慕如烟感觉自己喉咙噎住,说不出话来。她知道杜若父亲好好的仕途在五年前全废了,如今整

        日酗酒买醉,萎靡不振。

        沉默半晌,她终于沉沉道:“对不起。”

        为了这句话,她等了足足五年,一直说不出口,是因为觉得道歉实在太过轻飘飘。与杜若一家因她家承受的苦难相比,“对不起”三个字算什么?
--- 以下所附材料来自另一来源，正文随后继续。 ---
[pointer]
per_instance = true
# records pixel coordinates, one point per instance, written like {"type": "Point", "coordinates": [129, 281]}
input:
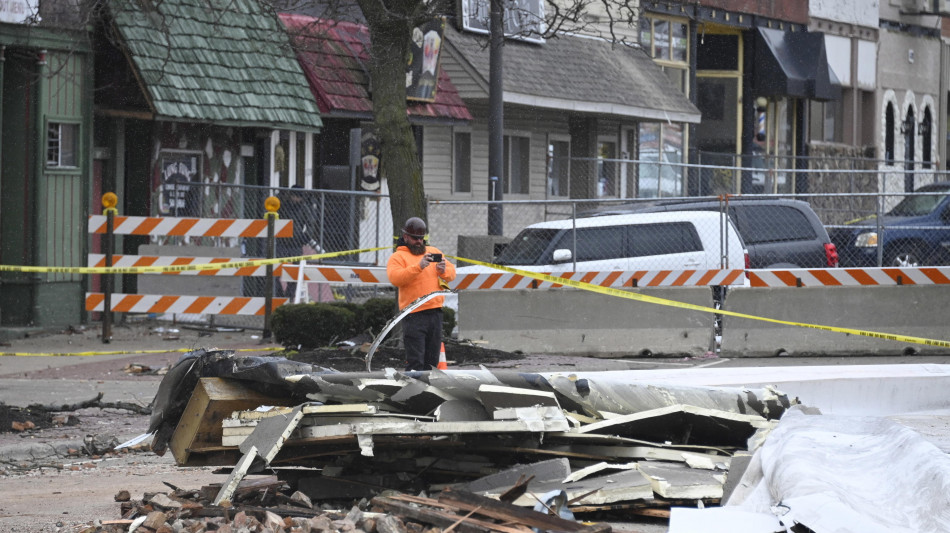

        杜若面色低沉地将她凝望许久,一步步走近慕如烟,清冷道:“有句话在我心里很久了。”

        她抬起手来凑近慕如烟的额头,见她手指就要弹过来,慕如烟不由闭上眼。

        杜若扑哧一笑,很轻很轻地在她额上弹了一小下,见慕如烟惊讶地睁开眼。

        “如烟,你须记住,你不欠我的。”杜若的神情无比认真,似乎要她将这番话牢牢记在心里,“而且,以后我到你军中行医,便是你的手下。若你还有这种亏欠的想法,是会很危险的。”

        两个女孩在夜风中互望片刻,终于双双微笑起来。

        心结解除,既然话已说开,便能像从前一般通透交心。